Bucky Barnes has been a fan favorite ever since Ed Brubaker brought him back, and his popularity only only grown with the release of Captain America: The Winter Solider in 2014. He’s had a few solo series (none of which lasted terribly long), but he’s mostly used as a side character or guest (like in Mark Waid’s Black Widow run). However, Kyle Higgins is bringing him back into the spotlight with art by Rod Reis.

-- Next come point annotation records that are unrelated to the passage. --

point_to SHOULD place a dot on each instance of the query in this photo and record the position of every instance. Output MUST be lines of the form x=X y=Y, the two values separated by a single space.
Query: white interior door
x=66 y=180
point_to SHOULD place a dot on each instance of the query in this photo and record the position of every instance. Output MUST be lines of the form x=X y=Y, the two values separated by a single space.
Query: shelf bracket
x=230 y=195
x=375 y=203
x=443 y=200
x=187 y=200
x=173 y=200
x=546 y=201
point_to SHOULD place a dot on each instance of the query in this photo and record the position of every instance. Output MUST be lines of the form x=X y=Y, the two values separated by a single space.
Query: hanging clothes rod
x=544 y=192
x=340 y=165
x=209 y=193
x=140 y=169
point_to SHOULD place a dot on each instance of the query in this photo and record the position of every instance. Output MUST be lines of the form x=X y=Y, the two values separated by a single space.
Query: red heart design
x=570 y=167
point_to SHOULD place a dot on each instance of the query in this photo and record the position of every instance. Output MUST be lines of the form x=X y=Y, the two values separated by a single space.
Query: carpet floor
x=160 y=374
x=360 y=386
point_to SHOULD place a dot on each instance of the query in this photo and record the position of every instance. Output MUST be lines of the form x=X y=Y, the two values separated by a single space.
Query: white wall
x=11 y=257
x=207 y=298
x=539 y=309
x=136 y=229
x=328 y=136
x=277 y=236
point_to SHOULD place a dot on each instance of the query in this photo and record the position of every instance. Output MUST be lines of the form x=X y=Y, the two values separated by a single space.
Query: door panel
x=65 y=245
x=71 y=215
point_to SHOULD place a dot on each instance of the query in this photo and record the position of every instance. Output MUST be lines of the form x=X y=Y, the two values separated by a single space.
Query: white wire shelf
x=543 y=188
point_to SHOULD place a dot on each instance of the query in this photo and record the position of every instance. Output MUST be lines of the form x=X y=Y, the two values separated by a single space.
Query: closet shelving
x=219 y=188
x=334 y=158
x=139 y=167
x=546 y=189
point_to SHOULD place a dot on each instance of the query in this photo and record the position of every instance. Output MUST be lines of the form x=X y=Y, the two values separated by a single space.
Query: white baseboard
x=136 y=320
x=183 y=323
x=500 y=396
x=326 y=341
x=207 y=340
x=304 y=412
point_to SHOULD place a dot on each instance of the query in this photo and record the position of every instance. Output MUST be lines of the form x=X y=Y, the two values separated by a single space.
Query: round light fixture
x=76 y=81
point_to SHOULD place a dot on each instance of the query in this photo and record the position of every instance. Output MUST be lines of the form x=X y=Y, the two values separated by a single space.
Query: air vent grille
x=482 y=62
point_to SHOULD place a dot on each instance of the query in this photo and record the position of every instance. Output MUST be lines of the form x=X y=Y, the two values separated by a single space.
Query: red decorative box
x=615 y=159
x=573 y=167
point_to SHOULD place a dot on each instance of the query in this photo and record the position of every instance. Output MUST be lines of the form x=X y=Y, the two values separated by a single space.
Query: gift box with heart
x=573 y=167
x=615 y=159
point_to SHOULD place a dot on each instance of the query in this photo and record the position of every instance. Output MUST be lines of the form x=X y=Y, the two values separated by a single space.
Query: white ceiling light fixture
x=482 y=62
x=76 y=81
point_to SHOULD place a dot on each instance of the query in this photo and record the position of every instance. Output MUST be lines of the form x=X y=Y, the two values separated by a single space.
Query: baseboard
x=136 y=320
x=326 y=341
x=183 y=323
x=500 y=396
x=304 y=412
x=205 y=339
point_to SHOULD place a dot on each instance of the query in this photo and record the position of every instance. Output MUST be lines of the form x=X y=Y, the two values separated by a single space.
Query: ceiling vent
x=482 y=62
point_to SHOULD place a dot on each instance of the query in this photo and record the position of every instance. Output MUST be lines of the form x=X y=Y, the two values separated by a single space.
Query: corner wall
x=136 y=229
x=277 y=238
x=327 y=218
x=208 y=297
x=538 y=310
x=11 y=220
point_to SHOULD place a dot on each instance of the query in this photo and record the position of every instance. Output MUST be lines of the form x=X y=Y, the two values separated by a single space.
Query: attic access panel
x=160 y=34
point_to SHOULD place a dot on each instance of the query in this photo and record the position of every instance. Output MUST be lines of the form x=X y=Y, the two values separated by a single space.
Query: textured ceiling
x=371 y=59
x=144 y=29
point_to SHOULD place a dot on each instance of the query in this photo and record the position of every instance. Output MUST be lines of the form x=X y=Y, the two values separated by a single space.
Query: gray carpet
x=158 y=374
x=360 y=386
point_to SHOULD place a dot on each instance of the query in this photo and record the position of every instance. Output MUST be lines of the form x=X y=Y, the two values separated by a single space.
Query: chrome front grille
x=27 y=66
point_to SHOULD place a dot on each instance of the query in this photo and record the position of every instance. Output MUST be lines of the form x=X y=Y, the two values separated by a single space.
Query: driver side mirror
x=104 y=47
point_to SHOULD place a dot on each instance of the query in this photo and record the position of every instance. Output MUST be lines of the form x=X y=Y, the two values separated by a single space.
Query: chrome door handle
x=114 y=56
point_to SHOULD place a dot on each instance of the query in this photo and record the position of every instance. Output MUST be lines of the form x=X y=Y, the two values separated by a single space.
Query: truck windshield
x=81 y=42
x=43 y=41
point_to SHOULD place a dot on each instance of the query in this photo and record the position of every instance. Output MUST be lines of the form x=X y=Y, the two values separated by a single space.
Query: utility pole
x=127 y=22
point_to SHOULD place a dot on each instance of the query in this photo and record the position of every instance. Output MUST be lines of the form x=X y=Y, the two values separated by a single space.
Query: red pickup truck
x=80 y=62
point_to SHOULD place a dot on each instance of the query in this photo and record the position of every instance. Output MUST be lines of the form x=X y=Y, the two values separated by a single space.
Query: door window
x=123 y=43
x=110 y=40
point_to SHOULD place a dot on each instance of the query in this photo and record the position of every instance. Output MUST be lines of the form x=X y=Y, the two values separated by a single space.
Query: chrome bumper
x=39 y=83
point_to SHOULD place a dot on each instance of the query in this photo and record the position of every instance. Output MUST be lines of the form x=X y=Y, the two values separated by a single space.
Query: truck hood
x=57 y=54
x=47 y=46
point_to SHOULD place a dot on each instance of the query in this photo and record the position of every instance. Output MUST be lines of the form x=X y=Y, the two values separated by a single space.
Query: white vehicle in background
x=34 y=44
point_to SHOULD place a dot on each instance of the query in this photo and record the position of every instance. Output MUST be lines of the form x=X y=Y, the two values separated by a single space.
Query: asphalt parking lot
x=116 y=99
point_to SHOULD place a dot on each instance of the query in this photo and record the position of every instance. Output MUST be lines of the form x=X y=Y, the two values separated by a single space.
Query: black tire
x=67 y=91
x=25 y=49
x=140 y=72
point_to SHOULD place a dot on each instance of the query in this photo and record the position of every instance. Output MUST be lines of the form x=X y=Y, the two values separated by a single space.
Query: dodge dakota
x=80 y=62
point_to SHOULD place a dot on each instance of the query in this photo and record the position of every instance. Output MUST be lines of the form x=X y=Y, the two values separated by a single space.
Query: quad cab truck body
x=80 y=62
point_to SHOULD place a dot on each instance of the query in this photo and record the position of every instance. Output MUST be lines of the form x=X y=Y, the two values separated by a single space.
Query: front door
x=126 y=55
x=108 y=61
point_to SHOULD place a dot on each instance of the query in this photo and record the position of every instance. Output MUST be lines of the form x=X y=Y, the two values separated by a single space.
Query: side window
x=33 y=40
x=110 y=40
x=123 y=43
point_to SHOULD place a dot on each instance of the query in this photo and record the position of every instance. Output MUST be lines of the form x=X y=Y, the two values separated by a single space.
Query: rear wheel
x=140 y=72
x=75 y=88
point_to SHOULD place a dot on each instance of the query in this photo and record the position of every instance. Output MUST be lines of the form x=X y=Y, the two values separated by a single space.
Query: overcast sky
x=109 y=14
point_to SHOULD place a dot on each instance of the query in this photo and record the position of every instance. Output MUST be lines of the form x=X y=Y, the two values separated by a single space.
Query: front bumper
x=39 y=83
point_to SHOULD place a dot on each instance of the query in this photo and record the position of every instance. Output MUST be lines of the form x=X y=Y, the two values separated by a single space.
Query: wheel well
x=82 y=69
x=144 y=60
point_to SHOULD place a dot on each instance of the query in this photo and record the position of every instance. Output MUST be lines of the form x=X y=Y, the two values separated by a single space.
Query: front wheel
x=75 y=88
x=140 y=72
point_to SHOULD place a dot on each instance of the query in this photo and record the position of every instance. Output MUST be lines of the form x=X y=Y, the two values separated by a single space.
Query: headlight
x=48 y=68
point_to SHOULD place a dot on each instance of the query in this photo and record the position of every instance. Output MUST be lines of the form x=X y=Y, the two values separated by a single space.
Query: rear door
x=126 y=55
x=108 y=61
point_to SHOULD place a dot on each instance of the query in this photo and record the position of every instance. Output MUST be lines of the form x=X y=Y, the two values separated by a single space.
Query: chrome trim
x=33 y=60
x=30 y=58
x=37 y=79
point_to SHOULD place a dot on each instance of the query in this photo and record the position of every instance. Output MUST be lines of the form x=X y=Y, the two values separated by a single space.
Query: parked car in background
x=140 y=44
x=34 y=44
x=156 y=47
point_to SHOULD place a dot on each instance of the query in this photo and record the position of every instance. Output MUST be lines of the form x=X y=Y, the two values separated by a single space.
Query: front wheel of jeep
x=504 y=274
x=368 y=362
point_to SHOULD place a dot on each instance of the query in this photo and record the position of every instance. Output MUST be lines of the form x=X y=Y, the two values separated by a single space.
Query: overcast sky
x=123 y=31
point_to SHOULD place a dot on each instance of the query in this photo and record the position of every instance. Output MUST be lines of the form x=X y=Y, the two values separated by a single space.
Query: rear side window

This issue works well because it doesn’t relegate itself to New York or use Captain America as a crutch. Of course there are mentions of ol’ Steve and Sharon Carter makes a utilitarian cameo, but ultimately Bucky Barnes is doing his own thing. What’s “his own thing?” He’s going around America helping people uncover sinister plots. This setup gives way to a variety of locations not seen enough in the Marvel universe, like Indiana and Wisconsin (allusions are made to the whole midwest).
Bucky is still fighting super-powered bad guys, but he’s not just going after Hydra in clinical underground bases like one would expect. In fact, he’s even helping people rebuild their lives in the aftermath of villainous take-downs. This points to why I love Marvel comics in particular–their willingness to let writers take characters to new places and explore the results.
Rod Reis does an excellent job at portraying these varied locations with his watercolors and intentionally scratchy linework. He brings his own unique atmosphere that lends itself well to the espionage and conspiracies encountered herein. The opening segment of this issue, where Bucky tries to rescue a corrupt cop coming clean, is straight out of noir with a rain-battered city and seedy characters plotting in cramped spaces–which is fitting since the noir sub-genre is Ed Brubaker’s specialty.
I do wish Bucky had a bit more bite to him. He’s still struggling with traumatic memories, but he comes across as a little too chipper to retain a real grit. Granted, his optimism is an intriguing contrast to all the miserable misanthropes he encounters.
Without spoiling anything, the ending is a bold game-changer. Notice that I didn’t say “twist.” If you want to hear a great articulation of what “game-changer” means, check out Lani Diane Rich’s podcasts over at Chipperish Media. But “game-changer” essentially means a development that isn’t just a cheap ploy to get people to buy the next installment–it’s a seismic shift that will alter the course of the story. And boy does this issue deliver a big wallop.